Files
scadalink-design/AkkaDotNet/02-Remoting.md
Joseph Doherty de636b908b Add Akka.NET reference documentation
Notes and documentation covering actors, remoting, clustering, persistence,
streams, serialization, hosting, testing, and best practices for the Akka.NET
framework used throughout the ScadaLink system.
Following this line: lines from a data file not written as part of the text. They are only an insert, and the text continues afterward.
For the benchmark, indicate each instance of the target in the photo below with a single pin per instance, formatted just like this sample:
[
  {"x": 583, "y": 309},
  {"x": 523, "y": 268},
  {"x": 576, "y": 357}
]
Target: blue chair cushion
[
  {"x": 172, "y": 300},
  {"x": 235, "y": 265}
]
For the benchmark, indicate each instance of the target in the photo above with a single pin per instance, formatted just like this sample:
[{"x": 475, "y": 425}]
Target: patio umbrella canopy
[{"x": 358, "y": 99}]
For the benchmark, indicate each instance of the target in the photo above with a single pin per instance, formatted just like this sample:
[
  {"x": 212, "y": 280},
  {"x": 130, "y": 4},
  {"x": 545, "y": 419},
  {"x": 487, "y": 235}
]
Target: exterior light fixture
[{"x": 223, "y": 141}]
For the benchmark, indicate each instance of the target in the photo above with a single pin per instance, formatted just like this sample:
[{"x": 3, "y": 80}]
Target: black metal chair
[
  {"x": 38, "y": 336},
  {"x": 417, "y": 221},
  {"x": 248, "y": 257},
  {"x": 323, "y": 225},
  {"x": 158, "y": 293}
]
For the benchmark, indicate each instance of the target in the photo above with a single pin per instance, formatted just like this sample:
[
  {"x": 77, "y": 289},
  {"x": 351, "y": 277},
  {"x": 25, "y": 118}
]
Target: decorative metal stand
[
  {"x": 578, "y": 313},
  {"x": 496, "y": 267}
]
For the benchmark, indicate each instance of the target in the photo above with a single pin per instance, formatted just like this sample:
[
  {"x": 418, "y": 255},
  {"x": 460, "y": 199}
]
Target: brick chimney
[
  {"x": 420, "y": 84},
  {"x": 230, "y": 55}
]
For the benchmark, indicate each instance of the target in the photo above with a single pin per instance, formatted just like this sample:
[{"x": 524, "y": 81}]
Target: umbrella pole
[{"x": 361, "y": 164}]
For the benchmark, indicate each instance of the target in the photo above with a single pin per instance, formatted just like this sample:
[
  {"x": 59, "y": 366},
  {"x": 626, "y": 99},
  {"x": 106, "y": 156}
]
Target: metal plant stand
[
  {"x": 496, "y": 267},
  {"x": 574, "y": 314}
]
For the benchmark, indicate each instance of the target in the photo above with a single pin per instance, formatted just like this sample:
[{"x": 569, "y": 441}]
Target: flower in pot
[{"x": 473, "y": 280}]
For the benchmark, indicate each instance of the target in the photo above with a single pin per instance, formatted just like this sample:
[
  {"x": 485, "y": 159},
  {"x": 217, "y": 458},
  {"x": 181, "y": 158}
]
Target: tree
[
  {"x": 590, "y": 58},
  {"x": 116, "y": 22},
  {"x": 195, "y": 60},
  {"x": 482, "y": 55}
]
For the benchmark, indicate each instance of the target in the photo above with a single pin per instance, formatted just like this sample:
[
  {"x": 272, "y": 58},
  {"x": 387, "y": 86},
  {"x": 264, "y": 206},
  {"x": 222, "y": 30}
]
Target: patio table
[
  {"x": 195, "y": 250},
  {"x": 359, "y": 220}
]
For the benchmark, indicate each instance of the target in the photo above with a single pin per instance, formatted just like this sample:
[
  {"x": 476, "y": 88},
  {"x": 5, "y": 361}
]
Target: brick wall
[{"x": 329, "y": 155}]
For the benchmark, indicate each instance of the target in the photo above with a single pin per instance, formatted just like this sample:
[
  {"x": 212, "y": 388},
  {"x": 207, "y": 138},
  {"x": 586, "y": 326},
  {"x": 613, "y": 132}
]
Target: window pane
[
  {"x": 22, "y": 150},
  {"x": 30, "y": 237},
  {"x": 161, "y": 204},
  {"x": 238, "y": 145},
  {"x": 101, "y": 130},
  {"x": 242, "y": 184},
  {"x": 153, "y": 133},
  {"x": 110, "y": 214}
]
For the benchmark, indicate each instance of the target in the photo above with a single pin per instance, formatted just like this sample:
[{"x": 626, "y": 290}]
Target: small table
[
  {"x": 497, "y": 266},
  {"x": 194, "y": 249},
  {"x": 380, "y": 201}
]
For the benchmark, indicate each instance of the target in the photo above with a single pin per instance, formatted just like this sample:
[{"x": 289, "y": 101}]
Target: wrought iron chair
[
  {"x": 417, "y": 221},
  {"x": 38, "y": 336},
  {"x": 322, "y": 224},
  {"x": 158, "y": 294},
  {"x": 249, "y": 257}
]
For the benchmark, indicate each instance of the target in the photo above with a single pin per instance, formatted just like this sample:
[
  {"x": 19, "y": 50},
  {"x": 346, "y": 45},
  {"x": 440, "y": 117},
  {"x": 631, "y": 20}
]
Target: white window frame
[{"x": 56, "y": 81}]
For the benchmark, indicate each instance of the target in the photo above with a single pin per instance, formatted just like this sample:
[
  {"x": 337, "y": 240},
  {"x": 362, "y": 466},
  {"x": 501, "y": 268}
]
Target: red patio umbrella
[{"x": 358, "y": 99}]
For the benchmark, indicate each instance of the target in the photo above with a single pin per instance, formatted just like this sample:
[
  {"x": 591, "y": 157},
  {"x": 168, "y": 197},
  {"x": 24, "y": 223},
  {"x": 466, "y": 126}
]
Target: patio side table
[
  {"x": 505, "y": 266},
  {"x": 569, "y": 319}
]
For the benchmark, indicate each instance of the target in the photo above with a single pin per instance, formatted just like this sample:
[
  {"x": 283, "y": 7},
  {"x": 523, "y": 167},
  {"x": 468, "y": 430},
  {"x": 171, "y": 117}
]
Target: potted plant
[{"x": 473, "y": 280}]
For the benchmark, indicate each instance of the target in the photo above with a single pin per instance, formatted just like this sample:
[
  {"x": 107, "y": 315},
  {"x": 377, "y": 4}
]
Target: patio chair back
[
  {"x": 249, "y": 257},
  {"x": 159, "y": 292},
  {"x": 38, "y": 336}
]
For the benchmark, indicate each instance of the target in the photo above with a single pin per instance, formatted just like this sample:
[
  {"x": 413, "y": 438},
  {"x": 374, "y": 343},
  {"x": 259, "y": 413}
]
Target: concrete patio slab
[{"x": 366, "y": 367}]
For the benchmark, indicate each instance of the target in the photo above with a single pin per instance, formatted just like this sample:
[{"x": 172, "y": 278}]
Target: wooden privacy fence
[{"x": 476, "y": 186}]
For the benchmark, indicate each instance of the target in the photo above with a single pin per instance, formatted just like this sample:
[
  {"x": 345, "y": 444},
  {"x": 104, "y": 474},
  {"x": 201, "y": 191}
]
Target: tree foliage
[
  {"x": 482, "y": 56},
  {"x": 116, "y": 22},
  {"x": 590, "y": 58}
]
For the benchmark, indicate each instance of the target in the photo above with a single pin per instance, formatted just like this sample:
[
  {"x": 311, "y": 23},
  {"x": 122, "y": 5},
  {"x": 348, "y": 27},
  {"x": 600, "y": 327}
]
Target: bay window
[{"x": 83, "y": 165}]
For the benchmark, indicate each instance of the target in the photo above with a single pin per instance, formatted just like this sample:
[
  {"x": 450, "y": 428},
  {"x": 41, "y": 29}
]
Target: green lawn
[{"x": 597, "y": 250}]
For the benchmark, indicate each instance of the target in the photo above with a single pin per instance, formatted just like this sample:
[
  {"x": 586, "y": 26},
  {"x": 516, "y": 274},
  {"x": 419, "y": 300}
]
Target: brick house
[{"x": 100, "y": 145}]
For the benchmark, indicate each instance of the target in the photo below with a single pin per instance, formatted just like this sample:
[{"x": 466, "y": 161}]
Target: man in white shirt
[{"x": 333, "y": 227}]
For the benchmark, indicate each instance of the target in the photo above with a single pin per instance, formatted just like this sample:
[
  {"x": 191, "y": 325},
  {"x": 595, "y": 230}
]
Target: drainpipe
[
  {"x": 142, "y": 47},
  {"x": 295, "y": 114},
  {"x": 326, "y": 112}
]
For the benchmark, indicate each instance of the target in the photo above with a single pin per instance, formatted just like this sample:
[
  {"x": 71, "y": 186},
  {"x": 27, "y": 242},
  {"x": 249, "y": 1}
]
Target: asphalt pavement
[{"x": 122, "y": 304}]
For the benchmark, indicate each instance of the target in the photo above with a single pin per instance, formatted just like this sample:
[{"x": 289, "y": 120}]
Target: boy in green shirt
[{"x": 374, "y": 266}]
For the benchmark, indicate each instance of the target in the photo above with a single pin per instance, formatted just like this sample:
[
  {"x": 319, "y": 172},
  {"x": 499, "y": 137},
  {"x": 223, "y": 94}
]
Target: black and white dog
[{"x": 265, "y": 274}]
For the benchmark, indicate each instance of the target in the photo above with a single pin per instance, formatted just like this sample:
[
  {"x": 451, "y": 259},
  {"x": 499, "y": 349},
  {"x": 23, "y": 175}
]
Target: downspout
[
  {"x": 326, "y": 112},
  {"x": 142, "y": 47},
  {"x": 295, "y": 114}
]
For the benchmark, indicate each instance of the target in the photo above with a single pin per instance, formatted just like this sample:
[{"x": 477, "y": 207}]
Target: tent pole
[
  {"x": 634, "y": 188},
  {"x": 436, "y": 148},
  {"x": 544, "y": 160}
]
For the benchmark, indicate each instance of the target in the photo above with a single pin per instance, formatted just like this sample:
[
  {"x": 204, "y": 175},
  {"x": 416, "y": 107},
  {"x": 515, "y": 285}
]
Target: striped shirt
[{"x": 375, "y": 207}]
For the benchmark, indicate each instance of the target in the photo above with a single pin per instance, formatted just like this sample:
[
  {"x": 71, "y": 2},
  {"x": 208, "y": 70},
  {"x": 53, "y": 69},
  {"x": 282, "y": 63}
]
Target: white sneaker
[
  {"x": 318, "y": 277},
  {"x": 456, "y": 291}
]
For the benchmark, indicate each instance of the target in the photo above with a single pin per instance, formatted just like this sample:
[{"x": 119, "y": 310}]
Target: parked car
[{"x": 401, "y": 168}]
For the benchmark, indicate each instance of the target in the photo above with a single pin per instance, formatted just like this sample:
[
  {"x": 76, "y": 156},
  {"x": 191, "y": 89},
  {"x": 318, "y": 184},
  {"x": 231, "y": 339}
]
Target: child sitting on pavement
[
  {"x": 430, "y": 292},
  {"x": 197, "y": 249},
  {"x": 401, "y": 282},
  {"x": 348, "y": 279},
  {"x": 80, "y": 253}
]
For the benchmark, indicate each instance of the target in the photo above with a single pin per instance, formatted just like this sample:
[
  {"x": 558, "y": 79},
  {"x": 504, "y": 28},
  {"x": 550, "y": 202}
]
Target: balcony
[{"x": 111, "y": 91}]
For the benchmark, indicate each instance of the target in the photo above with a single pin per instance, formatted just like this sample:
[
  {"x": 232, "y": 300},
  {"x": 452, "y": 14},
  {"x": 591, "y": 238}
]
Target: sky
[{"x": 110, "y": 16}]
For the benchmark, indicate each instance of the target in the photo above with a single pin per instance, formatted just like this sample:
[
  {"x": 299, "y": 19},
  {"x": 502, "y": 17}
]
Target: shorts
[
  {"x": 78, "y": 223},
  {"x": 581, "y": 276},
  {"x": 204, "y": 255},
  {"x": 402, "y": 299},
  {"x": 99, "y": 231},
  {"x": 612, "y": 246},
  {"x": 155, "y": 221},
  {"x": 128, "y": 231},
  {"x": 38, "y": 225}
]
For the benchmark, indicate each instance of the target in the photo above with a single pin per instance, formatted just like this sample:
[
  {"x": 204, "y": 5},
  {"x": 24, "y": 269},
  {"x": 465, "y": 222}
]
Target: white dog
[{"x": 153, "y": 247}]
2026-03-16 09:08:17 -04:00

135 lines
5.9 KiB
Markdown

# 02 — Remoting (Akka.Remote)
## Overview
Akka.Remote is the transport layer that enables actor systems on different machines to exchange messages transparently. In our SCADA system, Remoting is the communication backbone between the active and standby nodes in the failover pair. It underpins the Cluster module — you rarely interact with Remoting directly, but understanding its configuration is critical because it governs how the two nodes discover each other, exchange heartbeats, and transfer messages.
## When to Use
- Remoting is always enabled as a prerequisite for Akka.Cluster — it's not optional in our 2-node topology
- Direct Remoting APIs (sending to remote actor paths) are rarely needed; prefer Cluster-aware abstractions (Singleton, Pub-Sub, Distributed Data) instead
## When Not to Use
- Do not use raw Remoting for device communication — use Akka.IO or protocol-specific libraries for equipment comms
- Do not use Remoting to communicate with external systems (databases, APIs) — it's strictly for inter-ActorSystem communication
- Do not attempt to use Remoting without Cluster in our architecture; the Cluster module adds membership management and failure detection that raw Remoting lacks
## Design Decisions for the SCADA System
### Transport: DotNetty TCP
Akka.NET uses DotNetty as its TCP transport. For our Windows Server environment, this works well out of the box. Key decision: use a fixed, known port (not port 0/random) since both nodes in the failover pair have static IPs or hostnames.
### Port and Hostname Configuration
Each node in the pair must be individually addressable. Use explicit hostnames and ports:
- **Node A (Active):** `akka.tcp://scada-system@nodeA-hostname:4053`
- **Node B (Standby):** `akka.tcp://scada-system@nodeB-hostname:4053`
The ActorSystem name (`scada-system`) must be identical on both nodes.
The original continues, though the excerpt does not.